Citation: Journal of Endocrinology 235, 2; 10.1530/JOE-16-0591

NOD2 deficiency decreases OC function in vitro

To examine whether NOD2 affects OC activity, we examined bone resorption in vitro using dentine slices. Mature OCs generated from the cells transfected with siNOD2 gave rise to a significantly lower total pit area/number of OC compared to those from the cells transfected with scRNA (Fig. 3A). Stimulation of endogenous NOD2 by MDP in mature OCs increased total pit area/number of OC significantly (Fig. 3B), suggesting that stimulation of NOD2 augments the resorptive capacity of mature OCs.

Figure 3
Figure 3

NOD2 deficiency decreases OC activity. BMMs were transfected with siNOD2 or scRNA for 8 h, and then cultured with M-CSF (20 ng/mL) and RANKL (40 ng/mL) on whole dentine slices to generate mature OCs for 7 days (A). Mature OCs were generated on whole dentine slices with M-CSF and RANKL with or without MDP (10 μg/mL) for 6 days (B). Cells were fixed with formalin and stained for TRAP. Then, cells were removed and the slices were stained with Mayer’s hematoxylin. Representative photos of TRAP-positive OCs and resorption pits formed are shown. Scale bar: 50 μm. Total pit area/number of TRAP-positive OC was measured. *P < 0.05; ***P < 0.001 compared with vehicle-treated or scRNA-transfected cells. Similar results were obtained in three independent experiments.

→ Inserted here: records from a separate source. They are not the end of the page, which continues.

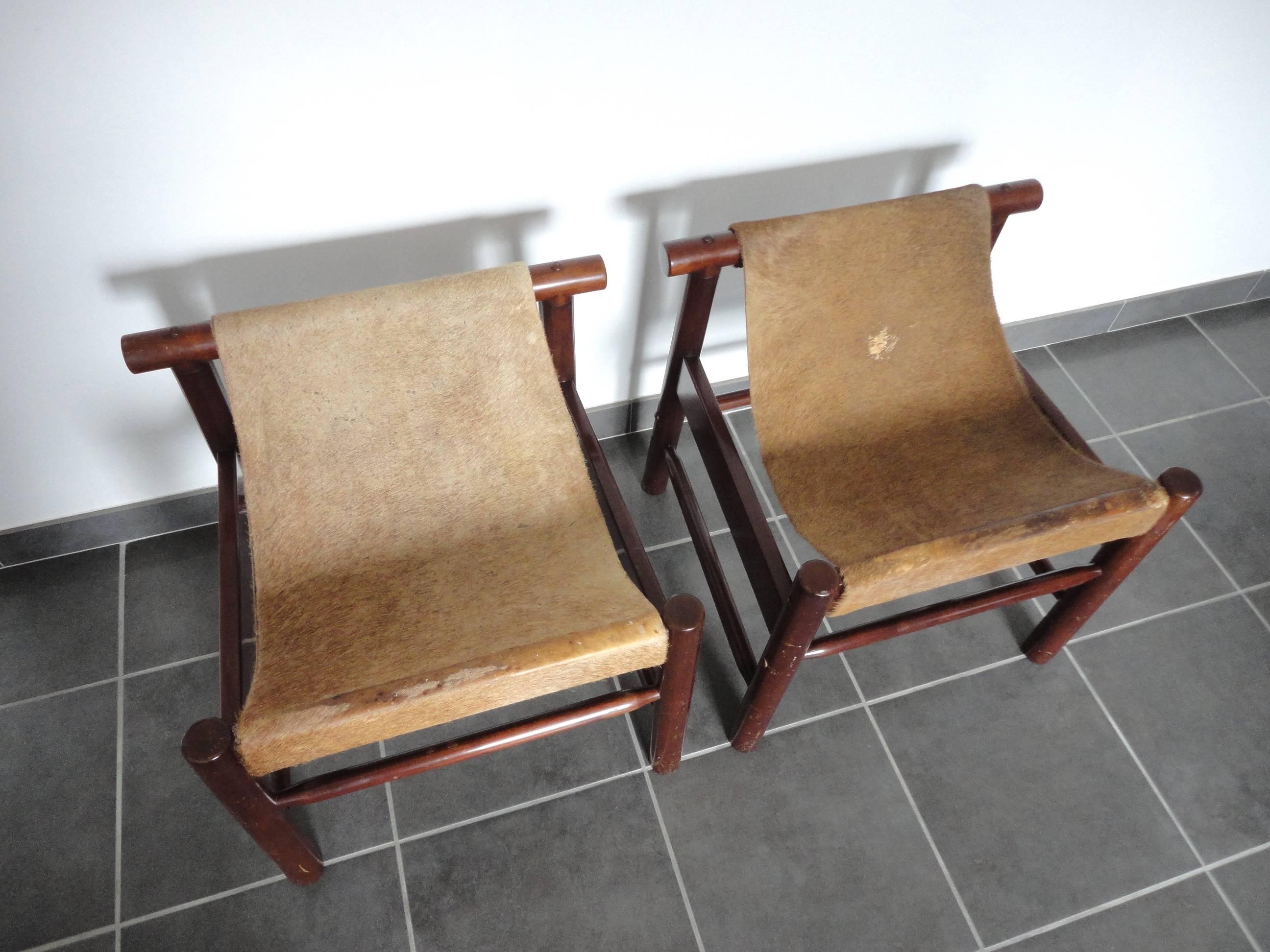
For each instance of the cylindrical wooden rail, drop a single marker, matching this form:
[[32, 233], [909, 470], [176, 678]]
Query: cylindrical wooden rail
[[723, 249], [351, 780], [168, 347]]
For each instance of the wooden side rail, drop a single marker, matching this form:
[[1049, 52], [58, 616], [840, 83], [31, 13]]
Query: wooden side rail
[[952, 610], [453, 752], [171, 347], [723, 249]]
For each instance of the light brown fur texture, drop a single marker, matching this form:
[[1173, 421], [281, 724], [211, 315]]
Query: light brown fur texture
[[426, 540], [896, 428]]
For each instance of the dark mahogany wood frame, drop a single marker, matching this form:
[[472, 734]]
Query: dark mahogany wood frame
[[795, 608], [260, 804]]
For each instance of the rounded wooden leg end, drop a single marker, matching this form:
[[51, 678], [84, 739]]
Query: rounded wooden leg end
[[818, 579], [207, 740], [1183, 487], [684, 614], [305, 873], [1039, 655]]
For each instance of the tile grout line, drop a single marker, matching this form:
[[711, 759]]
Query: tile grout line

Citation: Journal of Endocrinology 235, 2; 10.1530/JOE-16-0591

NOD2 affects RANKL signaling by activating NF-κB during osteoclastogenesis

To gain insight into how NOD2 elevates the number and activity of OCs, we investigated the effect of NOD2 deficiency on RANKL-induced signaling. Cross-linking between RANK and RANKL activates the key transcription factor, NF-κB (Iotsova et al. 1997), resulting in the expression of OC-specific genes. We asked whether NOD2 affected the activation of NF-κB. As shown in Fig. 4A, stimulation of WT BMMs with RANKL for 1 h induced NF-κB DNA-binding activity and stronger NF-κB DNA binding was observed after treatment with MDP. Similar pattern was observed with 2-h stimulation. NF-κB DNA-binding activity was lower in the absence of NOD2, and there was no further change in response to MDP. The specificity of the binding activity was confirmed by competition assays using excess unlabeled probe. To clarify the mode of action of NOD2 in NF-κB activation, we compared the effects of a pharmacological inhibitor of the nuclear translocation of p65 with those of an inhibitor of IκBα phosphorylation on OC formation in response to NOD2 activation by MDP. Both inhibitors decreased the area of OC significantly and abolished the increase induced by MDP (Fig. 4B). A similar pattern was observed with the expression of OC-specific genes including TRAP, calcitonin receptor and ATP6v0d2, supporting the morphological evaluation of OCs. Next, knockdown of Nod2 by siNOD2 reduced OC-specific genes as well as the area of OCs. Those reductions were attenuated by blockade of NF-κB activation (Fig. 4C), confirming that NOD2 plays a role via NF-κB activation.

Figure 4
Figure 4

Attenuated RANKL signaling in OCs in the absence of NOD2. BMMs from WT and Nod2-KO mice were stimulated with vehicle (lane 1, 4), RANKL (100 ng/mL) (lane 2, 5) or RANKL along with MDP (10 μg/mL) (lane 3, 6) for 1 h. A 100-fold excess of unlabeled probe (lane 7) was added as a negative control (Left panel). BMMs from WT mice were stimulated with vehicle (lane 1′), RANKL (100 ng/mL) (lane 2′, 4′) or RANKL along with MDP (10 μg/mL) (lane 3′, 5′) for 1 h (1′, 2′, 3′) and 2 h (4′, 5′) (Right panel). NF-Y DNA binding activity served as an internal control (A). BMMs were treated with BAY 11-7082 (5 μM) or JSH-23 (10 μM), and stimulated with RANKL or RANKL + MDP (10 μg/mL) (B) for 48 h and 72 h to measure the expression of TRAP, calcitonin receptor, and ATP6v0d2 and the area of OCs, respectively. BMMs were transfected with siNOD2 or scRNA for 8 h before receiving above treatment (C). *P < 0.05; **P < 0.01; ***P < 0.001 compared with RANKL-treated cells receiving vehicle (V) or scRNA-transfected RANKL-treated cells. Similar results were obtained in three independent experiments.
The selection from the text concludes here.